Radical Raw Life

Orange Tree


In the Garden of Eden:

"And God said, 'I give you every seed-bearing plant on the face of the earth, and every tree that has fruit with seed in it. They will be yours for food.'" ~Genesis 1:29 NIV


The Whole Enchilada Casserole

"Vegan Fusion World Cuisine" by Mark Reinfeld & Bo Rinaldi
Makes 9"x13" casserole

12 Blue corn tortillas

2 TBS olive oil
1 1/2 cup onion, diced
3/4 cup green pepper, diced
2 TBS garlic, minced
1 tsp jalapeno, seeded and minced
1 1/2 lbs tofu, extra firm, crumbled
1 1/2 cup tomato, chopped (or your favorite salsa)
1 cup black beans, cooked
3 TBS tahini
2 TBS cilantro
2 1/2 TBS Bragg Liquid Aminos
1 TBS nutritional yeast
1 1/2 tsp chili powder
1 tsp cumin powder
1/4 tsp cayenne pepper
sea salt, to taste
black pepper, to taste

Sauces & Toppings
4 cups Chili Sauce
1 1/2 cups Nut Cheez
1/2 cup black olives, chopped
2 TBS cilantro, chopped

1. Preheat oven to 350 degrees F. Place oil in a large saute pan on medium high heat. Add onion, pepper, garlic, and jalapeno, cook for 5 minutes, stirring frequently, adding small amounts of water if necessary to prevent sticking. Add tofu and cook for 5 minutes, stirring frequently. Place mixture in a large mixing bowl with remaining filling ingredients and mix well set aside.

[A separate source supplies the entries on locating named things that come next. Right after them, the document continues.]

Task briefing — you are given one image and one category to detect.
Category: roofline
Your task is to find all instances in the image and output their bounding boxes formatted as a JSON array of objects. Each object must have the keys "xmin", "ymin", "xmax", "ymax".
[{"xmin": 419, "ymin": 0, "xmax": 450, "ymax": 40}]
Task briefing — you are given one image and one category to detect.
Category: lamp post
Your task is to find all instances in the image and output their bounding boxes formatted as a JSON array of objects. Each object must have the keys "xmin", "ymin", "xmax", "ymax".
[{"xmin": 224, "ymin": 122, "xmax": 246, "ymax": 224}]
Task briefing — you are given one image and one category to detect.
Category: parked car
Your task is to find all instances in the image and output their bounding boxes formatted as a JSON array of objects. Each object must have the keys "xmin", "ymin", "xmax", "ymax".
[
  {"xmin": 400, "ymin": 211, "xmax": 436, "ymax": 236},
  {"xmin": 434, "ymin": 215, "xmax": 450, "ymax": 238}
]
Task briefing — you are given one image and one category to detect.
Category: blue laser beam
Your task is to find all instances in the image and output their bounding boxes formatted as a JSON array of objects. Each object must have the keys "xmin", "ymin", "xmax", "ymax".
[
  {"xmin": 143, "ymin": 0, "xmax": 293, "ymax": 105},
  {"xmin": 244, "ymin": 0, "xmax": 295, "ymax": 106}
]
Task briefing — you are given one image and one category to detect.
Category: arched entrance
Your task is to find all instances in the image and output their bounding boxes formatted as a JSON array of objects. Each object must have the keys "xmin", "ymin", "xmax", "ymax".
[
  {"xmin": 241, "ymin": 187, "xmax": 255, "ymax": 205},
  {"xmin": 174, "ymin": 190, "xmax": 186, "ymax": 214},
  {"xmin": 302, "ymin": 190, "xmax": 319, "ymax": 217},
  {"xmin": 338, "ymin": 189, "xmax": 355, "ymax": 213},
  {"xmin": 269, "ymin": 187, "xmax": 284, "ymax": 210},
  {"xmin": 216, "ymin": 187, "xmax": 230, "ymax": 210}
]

2. Prepare Chili Sauce and Nut Cheez (these can be prepared a day in advance if necessary)

3. Lightly oil a 9"x13" casserole dish. Layer with 1/3 of your tortillas, top liberally with chili sauce and 1/2 of the tofu mixture. Top with 1/2 of Nut Cheez. Repeat with 1/3 more of your tortillas, followed by another liberal spread of chili sauce. Top with remaining 1/2 tofu mixture and 1/2 Nut Cheez. Finish with last 1/3 of your tortillas and another liberal portion of chili sauce. Bake for 35 minutes. Top with olives and cilantro, allow to cool for 10-15 minutes before serving.

4. Serve with a dollop of Vegan Sour Cream, salsa, and guacamole and top with chopped olives and a sprig of cilantro.